Radiateur
In een radiateur wordt de koelvloeistof van een verbrandingsmotor gekoeld, waardoor de motor niet oververhit raakt.
Dit gebeurt door de warme koelvloeistof aan de bovenzijde in de radiateur te pompen. Deze zakt in de radiateur door kleine pijpjes naar beneden. Tussen deze pijpjes door waait lucht, in de meeste gevallen de rijwind, maar indien een voertuig stil staat of bij stationaire motoren wordt de lucht er door een automatisch werkende ventilator doorheen gezogen of geblazen. Om het koelend oppervlak te vergroten, zijn tussen de pijpjes harmonicavormige platen gesoldeerd, de zgn. "lamellen". Bij voertuigen met een turbocompressor (meestal vrachtauto's) is vaak een tweede radiateur geplaatst, de intercooler.

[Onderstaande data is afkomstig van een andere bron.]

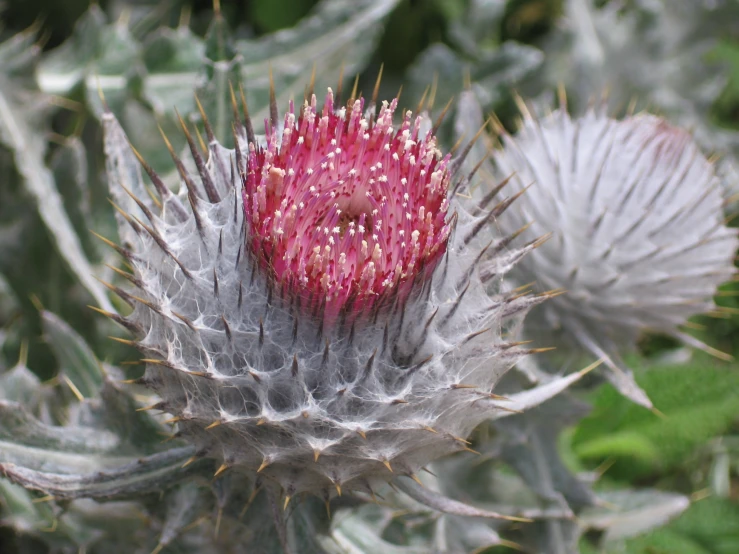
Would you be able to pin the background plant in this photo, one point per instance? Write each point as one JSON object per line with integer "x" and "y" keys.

Soms, met name in sportieve motorfietsen, wordt vanwege ruimtegebrek een Radial Flow Radiator toegepast. Dit is een gekantelde radiateur waarin de koelvloeistof zijwaards stroomt.
Kleine lekjes in een radiateur kunnen gedicht worden door vast of vloeibaar materiaal aan de koelvloeistof toe te voegen. Als de lekjes zijn afgedicht moet de koelvloeistof vervangen worden om verstopping van de radiateur te voorkomen.
De koelvloeistof stroomt door het motorblok langs de cilinders en vervolgens door de radiateur. Het motorblok is met slangen verbonden met de radiateur. De koelvloeistof wordt door een waterpomp rondgepompt.